There’s little change in terms of physical connections: 3 x HDMI 2.0, a CI 1.4 slot, 3.5mm jack for headphones, DVB-T2/T UK tuner, AV composite video input, USB, digital optical out and LAN. HDMI ARC provides audio passthrough to a connected device, and although Roku has informed me that you can operate other connected devices, all I could control with the remote was the soundbar. Perhaps I’ve missed something there.
A Game mode is included and needs to be manually switched on. With it on, latency falls to an impressive 11.8ms – great for fast-twitch or racing games that require smooth inputs.
Hisense R50A7200GTUK Roku TV picture quality – Another super budget performance
- Limited HDR/black level performance
- Inconsistent upscaling with SD content
- Colourful, naturalistic images
The B7120UK offered an enjoyable performance, although it had a few weak spots in my estimation – namely HDR brightness and SD upscaling. Little seems to have been changed in that respect, but that’s no bad thing. The Hisense R50A7200GTUK Roku TV remains an impressive performer for the price.
In terms of upscaling, the A7200G’s upscaling powers flit between very good and so-so. The problem seems to be an inconsistency with standard definition SDR content, as the Hisense A7200G Roku TV struggles with the varying quality it is served with. In general, SD content lacks sharpness, detail and clarity, but some programmes are handled much better than others.
Standard Definition High Definition
Look at the SD and HD comparisons of The Tipping Point quiz show on ITV, and the difference in terms of colours, detail (or lack thereof), skin tones and sharpness is stark. Faces are softer and colours are off – the red of the shirt is a completely different shade. Cheers on Channel 4 is more consistent, so it seems to depend on the quality of the broadcast; the A7200G’s upscaler struggles to bridge that gap in a uniform way.

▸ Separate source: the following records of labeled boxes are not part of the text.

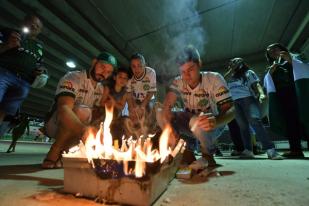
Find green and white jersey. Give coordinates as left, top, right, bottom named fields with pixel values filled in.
left=127, top=67, right=157, bottom=101
left=56, top=70, right=104, bottom=108
left=170, top=72, right=231, bottom=115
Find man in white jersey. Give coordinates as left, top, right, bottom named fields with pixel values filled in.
left=158, top=46, right=234, bottom=170
left=127, top=53, right=157, bottom=127
left=42, top=52, right=117, bottom=169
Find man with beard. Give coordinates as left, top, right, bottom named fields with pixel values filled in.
left=157, top=46, right=234, bottom=170
left=42, top=52, right=117, bottom=169
left=0, top=15, right=47, bottom=125
left=264, top=43, right=309, bottom=158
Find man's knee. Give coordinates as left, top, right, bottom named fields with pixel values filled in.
left=73, top=106, right=92, bottom=124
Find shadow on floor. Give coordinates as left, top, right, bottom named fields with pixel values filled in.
left=179, top=164, right=235, bottom=184
left=0, top=164, right=63, bottom=186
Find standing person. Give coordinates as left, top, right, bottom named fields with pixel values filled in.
left=127, top=53, right=157, bottom=122
left=0, top=15, right=47, bottom=124
left=6, top=114, right=30, bottom=153
left=101, top=67, right=132, bottom=141
left=225, top=58, right=282, bottom=160
left=264, top=43, right=309, bottom=158
left=42, top=52, right=117, bottom=169
left=158, top=46, right=234, bottom=169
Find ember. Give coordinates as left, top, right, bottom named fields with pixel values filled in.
left=63, top=105, right=184, bottom=205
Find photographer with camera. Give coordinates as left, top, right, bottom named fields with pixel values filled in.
left=0, top=15, right=48, bottom=124
left=224, top=58, right=282, bottom=160
left=264, top=43, right=309, bottom=158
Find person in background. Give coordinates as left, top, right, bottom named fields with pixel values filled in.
left=0, top=15, right=47, bottom=124
left=264, top=43, right=309, bottom=158
left=157, top=45, right=234, bottom=170
left=6, top=114, right=30, bottom=153
left=42, top=52, right=117, bottom=169
left=125, top=53, right=157, bottom=136
left=101, top=67, right=132, bottom=142
left=224, top=58, right=283, bottom=160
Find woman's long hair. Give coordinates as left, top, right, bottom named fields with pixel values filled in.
left=265, top=43, right=289, bottom=65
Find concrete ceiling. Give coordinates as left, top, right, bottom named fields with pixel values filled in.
left=0, top=0, right=309, bottom=117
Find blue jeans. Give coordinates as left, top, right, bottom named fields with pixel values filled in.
left=234, top=96, right=275, bottom=151
left=172, top=112, right=224, bottom=155
left=0, top=67, right=30, bottom=115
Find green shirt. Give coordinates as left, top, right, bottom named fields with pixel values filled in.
left=0, top=29, right=43, bottom=83
left=271, top=62, right=294, bottom=90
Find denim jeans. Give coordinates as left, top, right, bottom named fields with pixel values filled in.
left=234, top=96, right=274, bottom=151
left=0, top=67, right=30, bottom=115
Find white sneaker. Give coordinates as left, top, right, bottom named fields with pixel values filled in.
left=189, top=157, right=208, bottom=170
left=239, top=149, right=254, bottom=159
left=266, top=148, right=283, bottom=160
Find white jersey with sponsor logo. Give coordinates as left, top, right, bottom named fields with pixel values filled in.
left=227, top=70, right=260, bottom=100
left=170, top=72, right=231, bottom=115
left=127, top=67, right=157, bottom=101
left=56, top=70, right=104, bottom=108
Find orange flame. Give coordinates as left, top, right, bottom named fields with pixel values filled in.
left=67, top=107, right=180, bottom=177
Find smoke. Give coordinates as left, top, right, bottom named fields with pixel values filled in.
left=149, top=0, right=206, bottom=76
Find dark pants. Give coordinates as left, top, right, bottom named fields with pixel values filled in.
left=227, top=119, right=245, bottom=152
left=276, top=87, right=302, bottom=151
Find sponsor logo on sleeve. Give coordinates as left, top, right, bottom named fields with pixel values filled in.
left=60, top=80, right=75, bottom=92
left=215, top=86, right=229, bottom=97
left=194, top=89, right=209, bottom=98
left=143, top=84, right=150, bottom=91
left=197, top=99, right=208, bottom=107
left=142, top=77, right=150, bottom=83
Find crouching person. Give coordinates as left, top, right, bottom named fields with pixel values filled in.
left=42, top=52, right=117, bottom=169
left=157, top=46, right=234, bottom=170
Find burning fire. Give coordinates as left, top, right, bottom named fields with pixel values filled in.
left=64, top=107, right=183, bottom=177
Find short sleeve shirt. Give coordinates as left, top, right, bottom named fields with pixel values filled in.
left=56, top=70, right=104, bottom=108
left=228, top=70, right=260, bottom=100
left=170, top=72, right=231, bottom=115
left=127, top=67, right=157, bottom=101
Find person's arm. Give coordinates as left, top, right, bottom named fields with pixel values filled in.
left=216, top=98, right=235, bottom=127
left=115, top=93, right=128, bottom=110
left=142, top=70, right=157, bottom=108
left=56, top=96, right=86, bottom=132
left=100, top=86, right=110, bottom=107
left=26, top=120, right=30, bottom=136
left=0, top=31, right=21, bottom=54
left=251, top=82, right=266, bottom=103
left=196, top=99, right=235, bottom=132
left=162, top=91, right=177, bottom=122
left=141, top=92, right=156, bottom=108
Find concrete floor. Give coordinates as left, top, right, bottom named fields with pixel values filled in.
left=0, top=142, right=309, bottom=206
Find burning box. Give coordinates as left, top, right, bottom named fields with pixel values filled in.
left=63, top=107, right=184, bottom=205
left=63, top=150, right=182, bottom=205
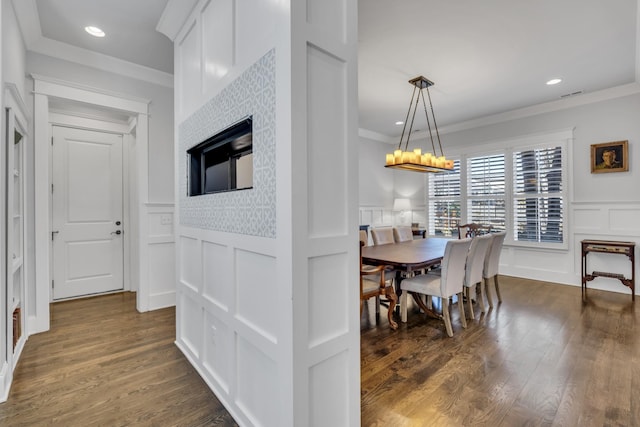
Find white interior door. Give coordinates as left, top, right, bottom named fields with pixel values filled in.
left=51, top=126, right=124, bottom=300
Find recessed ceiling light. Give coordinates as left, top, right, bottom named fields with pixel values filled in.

HD sources are managed with more finesse. There’s better definition to textures and faces, finer levels of sharpness, and colours are depicted with more volume, clarity and in a pleasingly natural way – not a trait I normally associate with Hisense’s more saturated output.
Watching a Blu-ray of The Favourite, colours looked spot on – nuanced and lifelike in appearance – and the detail brought out in the period costuming and production design was consistently good. Skin tones are natural, images colourful with fine detail, impressive showing and good levels of clarity – at times I forgot it was a 1080p signal.